As the market matures, Xodus believes this share will drop, though it still expects the basin to account for 60 per cent of Europe’s predicted 500 megatonnes per annum (MTPA) CCUS market in 2050. According to Xodus CEO Steve Swindell, existing oil & gas expertise and infrastructure can also play a significant role in the North Sea’s transition from fossil fuel extraction to carbon sink.

“If we’re to get to net zero in an orderly and timely manner, pioneering technologies like CCUS are a necessity, not an option,” said Swindell. “Fortunately, the North Sea’s world-class oil and gas industry provides the perfect foundation for the rollout of carbon capture, with the potential to repurpose and build around existing infrastructure.
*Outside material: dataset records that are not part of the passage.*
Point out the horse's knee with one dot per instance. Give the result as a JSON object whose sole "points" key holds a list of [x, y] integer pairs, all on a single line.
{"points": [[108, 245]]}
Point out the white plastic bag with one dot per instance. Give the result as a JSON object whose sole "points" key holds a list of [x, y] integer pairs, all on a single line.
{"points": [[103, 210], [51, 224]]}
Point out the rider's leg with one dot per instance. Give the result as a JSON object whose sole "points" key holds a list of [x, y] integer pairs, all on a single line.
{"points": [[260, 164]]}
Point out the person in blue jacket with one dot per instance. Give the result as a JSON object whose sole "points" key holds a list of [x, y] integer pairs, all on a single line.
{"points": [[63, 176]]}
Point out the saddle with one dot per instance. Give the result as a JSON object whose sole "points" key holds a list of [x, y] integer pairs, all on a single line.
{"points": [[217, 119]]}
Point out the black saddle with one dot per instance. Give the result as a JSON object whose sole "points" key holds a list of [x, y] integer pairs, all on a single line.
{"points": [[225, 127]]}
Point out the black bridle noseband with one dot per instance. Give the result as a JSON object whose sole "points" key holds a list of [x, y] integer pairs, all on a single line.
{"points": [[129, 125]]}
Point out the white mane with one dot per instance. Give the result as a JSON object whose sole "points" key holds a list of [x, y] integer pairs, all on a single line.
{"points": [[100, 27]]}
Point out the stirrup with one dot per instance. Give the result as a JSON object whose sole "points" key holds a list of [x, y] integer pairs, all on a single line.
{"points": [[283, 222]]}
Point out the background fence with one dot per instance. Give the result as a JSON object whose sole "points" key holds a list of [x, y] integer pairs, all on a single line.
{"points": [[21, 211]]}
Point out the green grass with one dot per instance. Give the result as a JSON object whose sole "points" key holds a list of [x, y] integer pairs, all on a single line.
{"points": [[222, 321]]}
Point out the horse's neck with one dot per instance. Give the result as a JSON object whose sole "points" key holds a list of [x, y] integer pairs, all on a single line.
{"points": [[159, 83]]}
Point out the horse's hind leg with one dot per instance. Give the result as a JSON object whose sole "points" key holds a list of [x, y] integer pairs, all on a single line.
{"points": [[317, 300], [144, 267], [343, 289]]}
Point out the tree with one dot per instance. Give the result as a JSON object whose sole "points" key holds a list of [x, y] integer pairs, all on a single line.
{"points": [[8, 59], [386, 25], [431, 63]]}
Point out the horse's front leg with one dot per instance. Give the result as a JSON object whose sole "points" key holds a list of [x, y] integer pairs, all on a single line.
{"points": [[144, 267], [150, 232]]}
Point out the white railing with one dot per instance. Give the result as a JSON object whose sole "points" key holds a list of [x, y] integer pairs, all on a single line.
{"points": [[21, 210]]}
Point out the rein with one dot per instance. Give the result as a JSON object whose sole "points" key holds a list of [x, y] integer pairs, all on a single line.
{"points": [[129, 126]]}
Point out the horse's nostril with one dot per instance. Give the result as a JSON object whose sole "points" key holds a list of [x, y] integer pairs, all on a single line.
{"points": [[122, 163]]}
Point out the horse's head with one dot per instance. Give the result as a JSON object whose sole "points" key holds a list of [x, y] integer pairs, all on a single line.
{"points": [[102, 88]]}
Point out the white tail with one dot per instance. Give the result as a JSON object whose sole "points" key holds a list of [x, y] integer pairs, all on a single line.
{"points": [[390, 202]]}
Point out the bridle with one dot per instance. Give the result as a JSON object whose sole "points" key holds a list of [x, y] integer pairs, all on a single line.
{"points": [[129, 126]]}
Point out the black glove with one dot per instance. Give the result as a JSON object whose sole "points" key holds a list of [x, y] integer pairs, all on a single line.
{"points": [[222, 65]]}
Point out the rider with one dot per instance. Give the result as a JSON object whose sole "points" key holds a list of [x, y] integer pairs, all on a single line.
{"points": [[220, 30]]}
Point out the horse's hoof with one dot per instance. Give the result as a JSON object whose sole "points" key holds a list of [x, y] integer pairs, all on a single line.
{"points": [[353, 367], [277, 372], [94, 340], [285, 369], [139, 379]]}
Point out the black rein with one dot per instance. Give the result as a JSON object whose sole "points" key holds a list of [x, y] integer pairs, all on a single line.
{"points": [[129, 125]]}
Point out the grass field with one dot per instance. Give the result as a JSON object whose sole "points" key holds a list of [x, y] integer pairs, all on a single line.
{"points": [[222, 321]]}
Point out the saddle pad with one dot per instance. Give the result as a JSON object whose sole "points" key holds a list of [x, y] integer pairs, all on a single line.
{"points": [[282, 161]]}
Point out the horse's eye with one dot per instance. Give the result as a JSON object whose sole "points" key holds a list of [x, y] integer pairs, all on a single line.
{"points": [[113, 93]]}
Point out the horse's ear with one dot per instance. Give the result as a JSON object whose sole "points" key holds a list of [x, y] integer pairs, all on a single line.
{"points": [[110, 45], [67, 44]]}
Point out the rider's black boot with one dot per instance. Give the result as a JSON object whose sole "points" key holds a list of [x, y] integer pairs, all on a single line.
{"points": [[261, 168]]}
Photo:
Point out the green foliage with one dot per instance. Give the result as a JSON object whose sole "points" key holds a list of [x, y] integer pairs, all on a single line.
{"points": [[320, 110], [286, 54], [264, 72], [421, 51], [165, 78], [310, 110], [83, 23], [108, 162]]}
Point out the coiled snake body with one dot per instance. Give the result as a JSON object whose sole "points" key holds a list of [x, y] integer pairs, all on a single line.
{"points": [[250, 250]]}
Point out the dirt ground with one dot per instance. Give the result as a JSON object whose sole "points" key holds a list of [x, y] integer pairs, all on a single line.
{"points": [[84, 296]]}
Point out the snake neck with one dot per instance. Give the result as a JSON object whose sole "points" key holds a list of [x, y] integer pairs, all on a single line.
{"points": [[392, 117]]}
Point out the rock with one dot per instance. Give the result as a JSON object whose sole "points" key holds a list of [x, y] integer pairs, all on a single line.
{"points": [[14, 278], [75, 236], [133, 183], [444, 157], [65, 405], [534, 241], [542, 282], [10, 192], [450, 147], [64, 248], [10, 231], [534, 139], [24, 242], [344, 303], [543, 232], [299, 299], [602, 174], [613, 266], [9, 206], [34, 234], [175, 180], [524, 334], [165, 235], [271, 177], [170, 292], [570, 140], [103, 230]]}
“But the outlook for this crucial technology is somewhat vague with many question marks around timing, volume and prime locations for locking away emissions. Our study analyses many of these uncertainties by examining the infrastructure needed to enable deployment at scale.”

Around 40 per cent of European industrial emissions are located within 500km of the North Sea basin. This makes Europe the only major economic region that has its largest hydrocarbon basin at the heart of its economy, according to Xodus, providing geographic and economic advantage when it comes to CCUS.

The report forecasts that by 2050, the North Sea will provide around 100 CCUS reservoirs, alongside more than 7,500km of new pipelines and dozens of onshore emissions capturing sites. Xodus believes the annual amount of CO2 being injected into the basin will be equivalent to the volume of natural gas being extracted each year from the North Sea today.

“It will require a Herculean effort to deliver CCUS projects at the scale Europe needs, but the enormous benefits of doing so are obvious,” said James McAreavey, head of CCUS at Xodus. “There is the chance to make the most of existing synergies with the offshore oil and gas industry and reuse miles of existing pipelines that may otherwise need to be removed from the North Sea.

“As the transition progresses, it is inevitable that CCUS projects will be competing for seabed area with other low carbon technologies, but that could drive collaboration between industries and lead to the creation of a basin-wide integrated energy system.”

In a report published this week by the IEA, executive director Fatih Birol also highlighted the important role the oil & gas industry can have in CCUS operations. However, he warned that CCUS is not a panacea for the sector, saying that the belief emissions could continue as they are was ‘pure fantasy’.